The engine is CALE — our Competitive Adaptive Learning Engine. It schedules reviews just before a concept would fade, scores asymmetrically so a lucky streak can't fake mastery, gates on prerequisites, and delivers a teaching moment when a student stumbles — pausing to re-teach, then re-testing. No two students get the same path. This adaptive behavior is the moat: a fixed-content tool, however polished, structurally cannot do it. And the moat is protected in a way most startups can't claim: CALE is patent-pending (provisional Serial 64/007,323), and the engine we ship provably implements the filed claims — its scoring and error-taxonomy are checked against the patent by an automated conformance gate that blocks any release that drifts.
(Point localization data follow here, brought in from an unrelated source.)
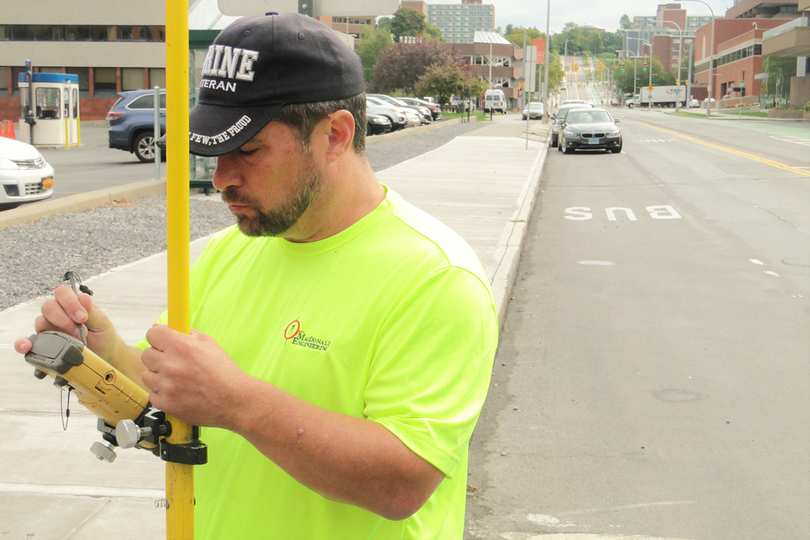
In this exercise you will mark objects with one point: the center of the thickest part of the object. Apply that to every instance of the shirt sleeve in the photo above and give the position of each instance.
(431, 366)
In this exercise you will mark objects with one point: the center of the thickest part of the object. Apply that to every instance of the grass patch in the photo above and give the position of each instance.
(683, 113)
(757, 114)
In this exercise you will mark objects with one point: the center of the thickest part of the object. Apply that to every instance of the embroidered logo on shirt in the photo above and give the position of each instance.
(294, 335)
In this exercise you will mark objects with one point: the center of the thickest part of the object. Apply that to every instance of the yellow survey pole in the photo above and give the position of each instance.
(179, 476)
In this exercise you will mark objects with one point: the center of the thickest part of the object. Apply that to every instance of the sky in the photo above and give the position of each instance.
(602, 13)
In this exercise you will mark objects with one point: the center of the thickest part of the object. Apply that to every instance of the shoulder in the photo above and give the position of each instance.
(428, 236)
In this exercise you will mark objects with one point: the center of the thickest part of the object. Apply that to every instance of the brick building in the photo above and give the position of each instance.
(741, 48)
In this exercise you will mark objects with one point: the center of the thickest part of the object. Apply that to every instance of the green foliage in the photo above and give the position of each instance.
(371, 47)
(441, 82)
(595, 44)
(401, 66)
(516, 35)
(407, 22)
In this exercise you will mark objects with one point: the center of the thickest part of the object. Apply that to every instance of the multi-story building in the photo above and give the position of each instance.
(457, 22)
(754, 34)
(497, 61)
(664, 31)
(109, 45)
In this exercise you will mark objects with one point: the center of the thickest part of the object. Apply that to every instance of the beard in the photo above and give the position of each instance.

The IP isn't a filing in a drawer; it's the running product.
Read those four layers from the bottom up and you have the whole company: data is the moat, structure makes it adoptable, style drives adoption, and behavior is what no free competitor can copy.
04 Why now
Two curves are crossing. The mandate wave is real — thirty states today, and once rollouts complete, roughly 73% of high-school students will receive financial education before graduating — up from just 9% in 2017 (NEFE, 2025). At the same time, the measurement void is wide open: the incumbents prove exposure, not mastery, and districts are increasingly required to spend against evidence. A measurable, standards-aligned, adoptable product walking into that moment is the definition of timing.
05 Competition, honestly
Districts already run free, entrenched tools — EVERFI and NGPF — and engaging consumer apps like Zogo and Banzai. I won't pretend they don't exist. The incumbents are gold-standard curriculum, but largely fixed and exposure-based; the apps are motivating but thin on mastery tracking and district reporting.
We win exactly on the two layers free tools can't reach: Data — per-student rules-based mastery measurement and error diagnosis — and Behavior — real adaptivity. Where we don't win yet, and I'll say it plainly: they're free and entrenched, and we are pre-efficacy-study. Closing that evidence gap is the single most important thing this raise funds.
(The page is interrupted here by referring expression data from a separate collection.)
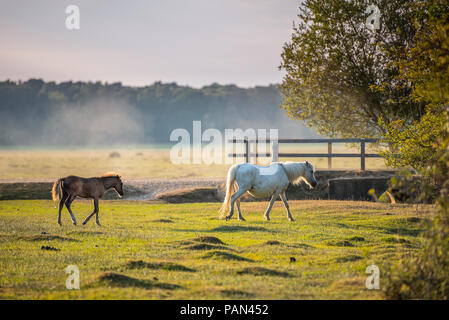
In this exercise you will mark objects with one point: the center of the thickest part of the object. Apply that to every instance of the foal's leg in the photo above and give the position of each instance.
(67, 204)
(267, 212)
(234, 197)
(61, 205)
(238, 207)
(95, 211)
(96, 215)
(284, 199)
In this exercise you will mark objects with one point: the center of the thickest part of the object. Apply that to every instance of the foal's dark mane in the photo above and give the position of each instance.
(110, 175)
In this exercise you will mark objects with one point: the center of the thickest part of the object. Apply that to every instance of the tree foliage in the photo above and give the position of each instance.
(342, 77)
(426, 65)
06 The economics, from first principles
Build it up from the atom — one paid student-seat. The published list price is $7–15 per student/year, tiered by district size, alongside a free individual tier and Teacher Pro at $8/month. The marginal cost of one more student is almost nothing — content is generated once and amortized — so the gross margin is around 80%, true SaaS economics. A free-teacher adoption funnel keeps customer-acquisition cost low, targeting CAC payback near the ~12-month mark institutional investors look for, with a healthy LTV-to-CAC. The serviceable market across the 30 mandate states is on the order of $90–125 million, inside a $360M+ national TAM (NCES enrollment × published pricing).
07 The team and the raise
Lean by design. I build the product, the engine, and the roadmap. This raise adds one system steward — reliability, quality, and keeping the IP confidential under a real NDA and full IP assignment — not a second builder. One person builds, one guards.
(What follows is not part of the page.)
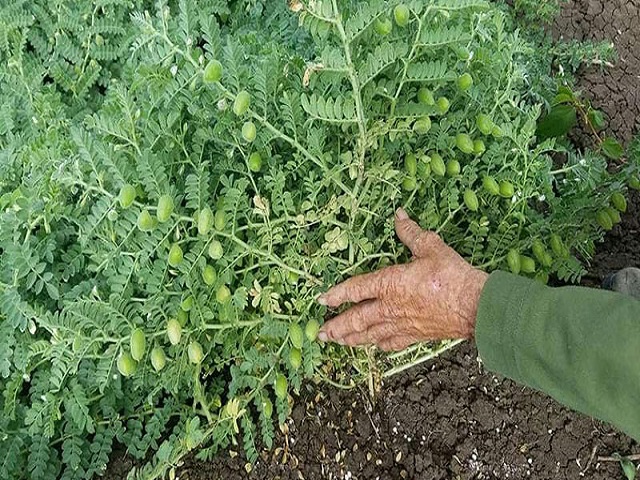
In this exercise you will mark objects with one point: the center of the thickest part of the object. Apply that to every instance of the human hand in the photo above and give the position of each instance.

We're raising a Phase 1 angel round (of a phased Angel → RBF → institutional path) to fund three things: the engineering hire above, a third-party efficacy study (a real ESSA-tier signal, scaling to a powered study after the raise), and district go-to-market in the mandate states. Round size, instrument, and the full financial model are shared in conversation — jamal@reaveslabs.ai. And I'll be direct about scope: at the lean end of the range we go depth-first on the mandate-bearing 7–12 grade bands; the full elementary build-out and new worlds ride the next round. The 5–6 demo already ships as the proof.
Crucially, this is not a greenfield bet: the product is live today — the CALE engine in production, 184 modules shipping, Clever and Google SSO and the dashboards working. The raise completes, hardens, and proves a working system.